La estructura del Estado
La otra cuestión que me resulta preocupante es el tema autonómico. Es una cuestión que afecta a la estructura del Estado, en cuanto se refiere a la organización de los poderes, y que afecta también a la propia estructura social, porque, a fin de cuentas, los planteamientos autonómicos, en lo jurídico-político, no son más que consecuencia de unas demandas de grupos o colectividades, cualquiera que sea el nombre oficial.
De una inflación autonómica en anteriores períodos electorales hemos pasado a una situación de casi silencio total, salvo en casos muy concretos y de larga trayectoria histórica. No creo que esto sea bueno. Los extremos no son buenos nunca y tengo el presentimiento de que en esta materia seguimos. en los extremismos del péndulo. Hace no excesivos meses, de creer lo que algunos decían, había de mandas autonómicas por doquier hoy parecen haber desaparecido. Esto no es normal, antes o ahora hay algo que falla y esto exige también reflexión. ¿No será que se han estado equivocando, mezclando también las cosas?

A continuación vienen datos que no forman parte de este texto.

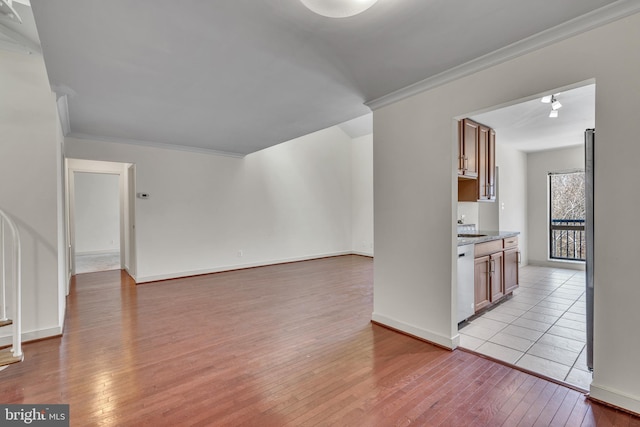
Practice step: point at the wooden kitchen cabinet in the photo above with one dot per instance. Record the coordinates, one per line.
(487, 163)
(467, 149)
(496, 271)
(483, 187)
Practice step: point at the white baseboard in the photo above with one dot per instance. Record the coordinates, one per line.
(569, 265)
(33, 335)
(615, 398)
(100, 252)
(367, 254)
(433, 337)
(177, 275)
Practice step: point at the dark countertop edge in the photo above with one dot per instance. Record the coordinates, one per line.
(490, 236)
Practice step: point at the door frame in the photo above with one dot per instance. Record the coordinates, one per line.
(127, 234)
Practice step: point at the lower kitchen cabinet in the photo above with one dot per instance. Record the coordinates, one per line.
(496, 278)
(496, 271)
(481, 283)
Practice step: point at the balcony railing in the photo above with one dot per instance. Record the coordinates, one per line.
(568, 239)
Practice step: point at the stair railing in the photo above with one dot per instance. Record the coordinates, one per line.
(17, 280)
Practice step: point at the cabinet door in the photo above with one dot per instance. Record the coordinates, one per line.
(511, 269)
(491, 165)
(469, 161)
(496, 277)
(483, 152)
(481, 281)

Detecto que hacen temer que así haya sido. No hace mucho escribía un significativo periodista algo que me pareció una clara confirmación de que en sectores que de una u otra forma detentan poderes se sigue sin reflexionar o sin aceptar lo que es la esencia de la cuestión autonómica. Mezclar o confundir el concepto de Estado con el de Gobierno central o de la nación es algo que parece estar aún vigente en determinadas concepciones. Por ello, se sigue diciendo o insinuando que, cuando una competencia, una parcela del poder, ya no corresponde al Gobierno central, sol ha cercenado una parte del Estado. De aquí a las desmedidas invocaciones de la soberanía o de los viejos demonios familiares no hay sino un paso.

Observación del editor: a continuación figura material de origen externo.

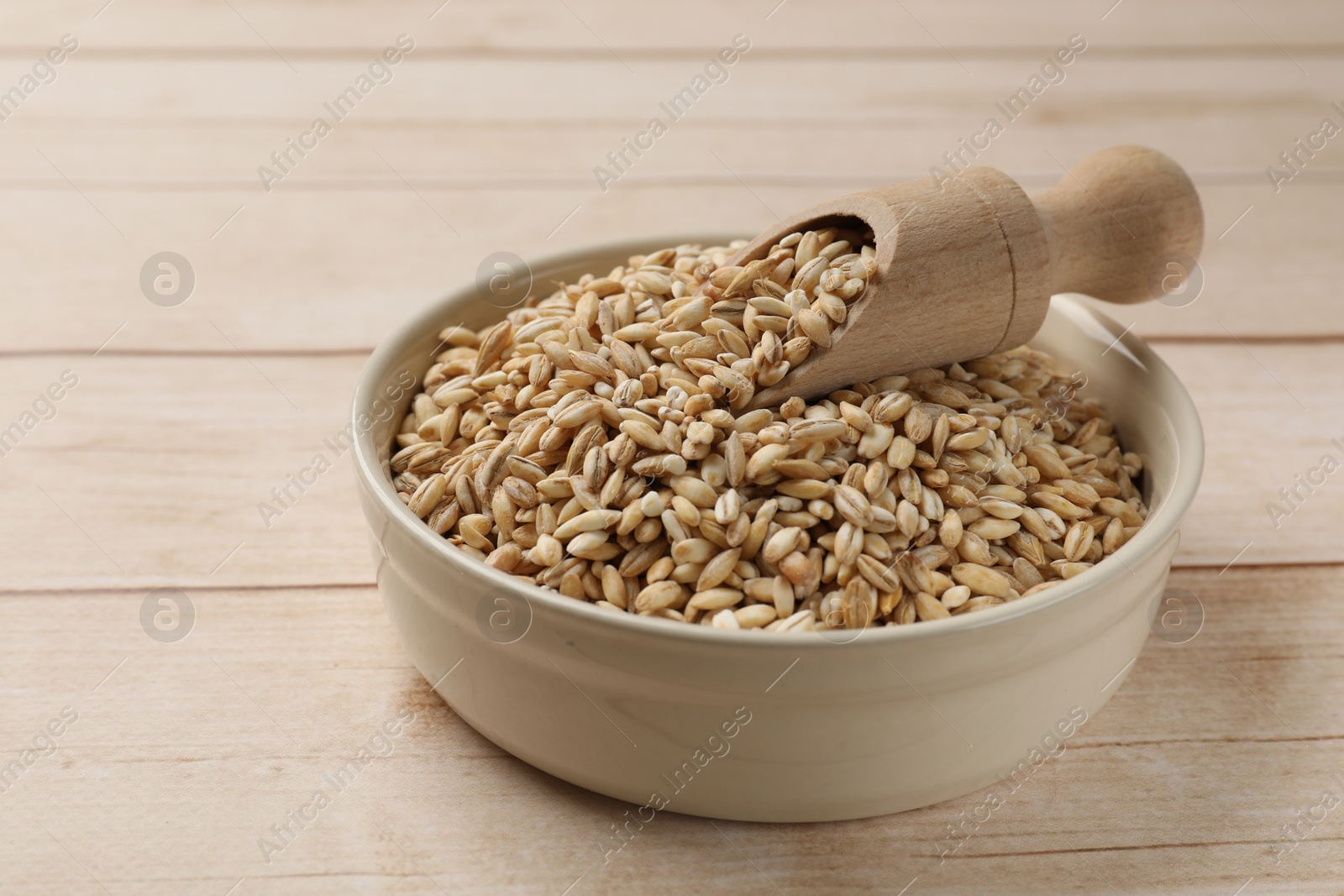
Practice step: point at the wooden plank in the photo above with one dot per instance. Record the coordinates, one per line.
(1178, 94)
(154, 469)
(588, 24)
(185, 757)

Todo esto no es cierto y es grave que así se confunda, máxime cuando hay quienes desean hacer aún más difícil la clarificación de. las ideas y la viabilidad de los estatutos autonómicos. De hecho, comportamientos de esta naturaleza se observan también en la propia clase política, responsable de la configuración del Estado de las autonomías. No me referiré a los pactos autonómicos de los dos grandes partidos ni a la LOAPA, consumado ejemplo de lo que es la falta de sentido de la oportunidad política, del talante de estadista. En este momento se observan maniobras y combinaciones destinadas directamente a satisfacer la ingenua y escasamente democrática esperanza de hacer desaparecer o disminuir el peso de los partidos nacionalistas. Para no dar a estas líneas talante electoralista no haré alusión a personas y ocasiones, basta recordar la escandalosa discriminación de Televisión Española, cuyo abultado presupuesto lo pagan nacionalistas y no nacionalistas.
Lo cierto es que la incipiente democracia española juega también aquí de forma equívoca, por un lado, las palabras y, por otro, los hechos. Una cosa es la contienda lógica y obligada para buscar votos y otra, grave y peligrosa, que aquella actividad se desarrolle queriendo jugar con ventaja sobre hechos y realidades que la historia proclama a gritos.
No es estadista quien se autoproclama como tal para llamar a otros provincianos, etcétera, sino quien siente el Estado y el pulso de la sociedad. Quien sabe coordinar una y otra realidad sin negar las reglas esenciales del Estado y sin ignorar el flujo imparable de la vida de los pueblos y los hombres. Dos temas difíciles, en los que es necesaria toda la claridad y serenidad posible. Poco o nada podrá hacerse con bien si no se explican en su real dimensión. Ni ignorarlos ni desvirtuarlos, sólo así se podrá conseguir que este difícil país vaya encontrando poco a poco Su definitivo asiento.